The land of Uz ( – ʾereṣ-ʿŪṣ) is a location mentioned in the Old Testament, most prominently in the Book of Job, which begins, "There was a man in the land of Uz, whose name was Job". 

The name "Uz" is used most often to refer to Uz, son of Aram, presumably the region's namesake. He is mentioned repeatedly in the Bible, in the books of Genesis and 1 Chronicles. It is most often theorized that the Land of Uz is located in either Aram, Edom, or both.

Location
It has been long debated if Uz is either Aram or Edom. In the Bible, Genesis 10:23, Genesis 22:21 and 1 Chronicles 1:42 mention Aram, son of Shem, whose firstborn son is named Uz. Rashi also holds this view. See Rashi's comment on Job 1:1. According to the  War Scroll, one of the Dead Sea Scrolls, the land of Uz existed beyond the Euphrates, possibly in relation to Aram. In Column 2 verse 11, it is noted, "they shall fight against the rest of the sons of Aramea: Uz, Hul, Togar, and Mesha, who are beyond the Euphrates." Edom was roughly in the area of modern-day southwestern Jordan and southern Israel. Lamentations 4:21 reads: "Rejoice and be glad, O daughter of Edom, that dwellest in the land of Uz." According to the Book of Job, Job lived "in the land of Uz". Job has often been identified as the Jobab mentioned in Genesis 36:33, king of Edom and great-grandson of Esau.
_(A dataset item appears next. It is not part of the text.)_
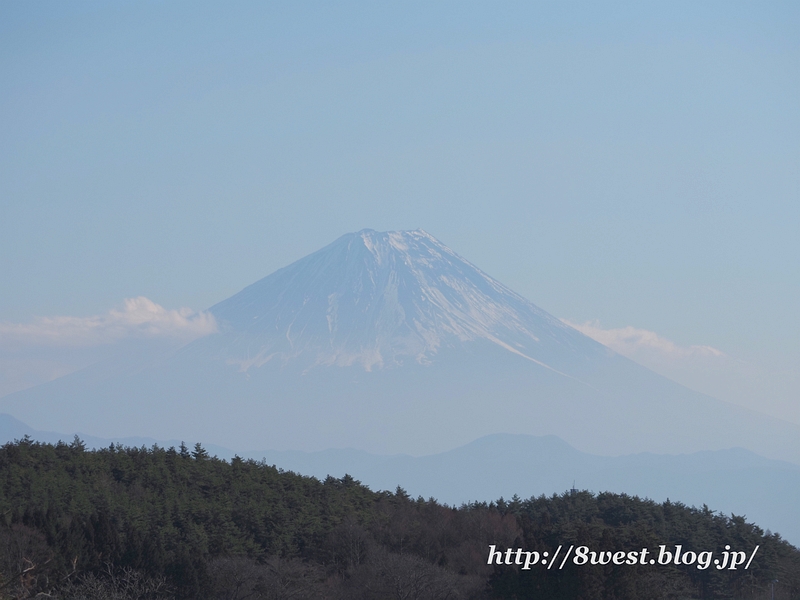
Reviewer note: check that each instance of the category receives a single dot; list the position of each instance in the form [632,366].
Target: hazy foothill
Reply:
[570,325]
[389,342]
However, it is more likely that the "Land of Uz" simply covered both Edom and Aram.

Other locations
Other locations proposed for Uz include more southern Arabia, especially Dhofar, said to be the home of the original Arabs; Bashan in modern-day southern Syria/western Jordan; Arabia east of Petra, Jordan; and even modern-day Uzbekistan.

Other interpretations
Some scholars hold that Uz is a fictional place to serve the story of Job, rather than a physical land.  The word Uz in Hebrew means "counsel" or "advice", which here suggests that this story takes place in the "Land of Counsel". This fits the story, as the remainder of the book is a story about a man named Job who wrestles with his suffering, and is counseled by several men, and ultimately God. A similar conjecture is that if Uz was a physical place, it may have been chosen as the setting for the story due to the meaning of its name.

In popular culture
In 20th-century Israel, when The Wizard of Oz was translated to Hebrew, the translator of the film's subtitles chose to use Land of Uz for the book's Land of Oz. In addition, Avraham Shlonsky's musical adaptation of the Brothers Grimm fairytale Rumpelstiltskin, in addition to naming the titular character Uz-li-Guz-li, is explicitly stated to be set in the Land of Uz. Thus, to modern Hebrew readers, "Land of Uz" assumed a new layer of meanings unrelated to its Biblical ones.